George Martin

Personal information
- Born: 21 November 1873 Swindon, Wiltshire, England
- Died: 25 February 1963 (aged 89) Stratton St Margaret, Wiltshire, England

Domestic team information
- 1898–1899: Hampshire
- 1899–1902: Wiltshire

Career statistics
| Competition | First-class |
| Matches | 4 |
| Runs scored | 19 |
| Batting average | 9.50 |
| 100s/50s | 0/0 |
| Top score | 6 |
| Balls bowled | 470 |
| Wickets | 8 |
| Bowling average | 40.12 |
| 5 wickets in innings | 0 |
| 10 wickets in match | 0 |
| Best bowling | 3/64 |
| Catches/stumpings | 3/– |
- Source: Cricinfo, 11 February 2024

= George Martin (Hampshire cricketer) =

English cricketer

George Martin (21 November 1873 — 25 February 1963) was an English first-class cricketer.
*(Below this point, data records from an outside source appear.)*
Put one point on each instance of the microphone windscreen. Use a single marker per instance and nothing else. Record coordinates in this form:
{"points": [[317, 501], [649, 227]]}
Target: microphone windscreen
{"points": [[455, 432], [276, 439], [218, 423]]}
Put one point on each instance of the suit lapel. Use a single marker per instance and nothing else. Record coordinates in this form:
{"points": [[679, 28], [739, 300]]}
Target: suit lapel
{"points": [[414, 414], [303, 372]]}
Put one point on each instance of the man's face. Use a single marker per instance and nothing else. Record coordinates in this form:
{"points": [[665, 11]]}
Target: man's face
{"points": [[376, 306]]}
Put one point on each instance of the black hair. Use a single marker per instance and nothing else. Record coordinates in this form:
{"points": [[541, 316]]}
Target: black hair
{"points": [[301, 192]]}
Martin was born at Swindon in November 1873. He made his debut in first-class cricket for Hampshire against Derbyshire at Derby in the 1898 County Championship. He made two further appearances in the 1898 County Championship, before making a final appearance against Warwickshire in the 1899 County Championship. As a bowler, he took 8 wickets in his four matches, at an average of 40.12 and with best figures of 3 for 64. As a lower order batsman, he scored 19 runs with a highest score of 6. Martin later played minor counties cricket for Wiltshire in 1900 and 1901, making eight appearances in the Minor Counties Championship. Martin died in February 1963 at Stratton St Margaret, Wiltshire.